The Most Expensive Beef Sells in Australia

By Hari Yellina
Representational Photo by Jason Leung on Unsplash

At this week’s Elite Wagyu Sale in Melbourne, a 13-month-old Wagyu cow became the most valuable beef animal ever sold in Australia, collecting $400,000. It broke the previous record of $325,000 established by NCC Justified, a Brahman bull sold by the Nobbs family to the Jefferis family in Queensland in 2017. Yulong Invest bought the $400,000 heifer, identified simply as S0014, which was put up for auction as lot number one in the catalogue. Bidding began at just under $40,000 but swiftly soared as buyers from all over the world competed for the prize. According to Yulong sales manager Troy Stephens, the heifer would serve as the foundation for their Wagyu herd. He explained, “She’ll be a cornerstone animal for us here at Yulong; she’ll reproduce for many years to come.”

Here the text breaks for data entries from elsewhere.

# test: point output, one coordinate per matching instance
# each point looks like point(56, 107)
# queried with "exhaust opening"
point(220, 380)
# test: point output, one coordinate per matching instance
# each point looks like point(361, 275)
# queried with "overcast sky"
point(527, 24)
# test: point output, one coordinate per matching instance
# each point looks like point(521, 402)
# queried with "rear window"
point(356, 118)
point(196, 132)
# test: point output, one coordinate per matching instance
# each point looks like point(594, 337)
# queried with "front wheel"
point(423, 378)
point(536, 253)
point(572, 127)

“You have to pull up at some point, but we were ecstatic to have gotten her. “The future appears to be promising.” Jonathan Elphick, S0014’s breeder, is a partner at Sunnyside stud near Inverell, New South Wales. The price, he stated, astounded and surprised him. Mr Elphick explained, “We genuinely thought there were other heifers in the list that were comparable to or better [than her].” “I was watching it all unfold on the internet… it all happened so quickly. “I didn’t sit down and appreciate what she’d done until yesterday afternoon.” Bulls have always been the focus of stud breeding.

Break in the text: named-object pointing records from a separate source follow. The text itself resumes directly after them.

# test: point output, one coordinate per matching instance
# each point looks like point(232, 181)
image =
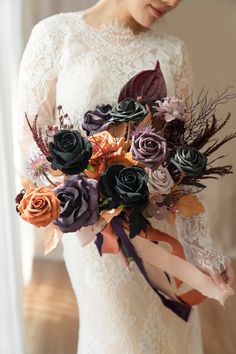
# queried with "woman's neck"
point(107, 10)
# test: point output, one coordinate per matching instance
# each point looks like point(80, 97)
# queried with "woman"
point(80, 60)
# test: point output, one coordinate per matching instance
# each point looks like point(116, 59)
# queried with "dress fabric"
point(67, 62)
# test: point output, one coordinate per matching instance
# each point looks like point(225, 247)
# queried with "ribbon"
point(153, 261)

However, as the relevance of IVF and artificial insemination has grown, so has the role of high-value cows. S0014 broke the record by selling for $75,000 more than the most expensive bull ever sold in Australia. Harvey Weyman-Jones, stock manager at GDL Stud, managed the sale and saw it as a watershed moment for the industry. “They turn into an embryo factory.” “As a young unjoined 12-month-old heifer, she’ll move into embryo production now… She’ll be put in calf naturally as she slows down.” S0014 might have “somewhere between 10-20 calves on the ground through embryo development” by the time she has her first natural calf, according to Mr Weyman-Jones. He was confident that S0014 would recoup her sale price and more. “I hope she’ll be one of those cows that can earn over $1 million in her lifetime.”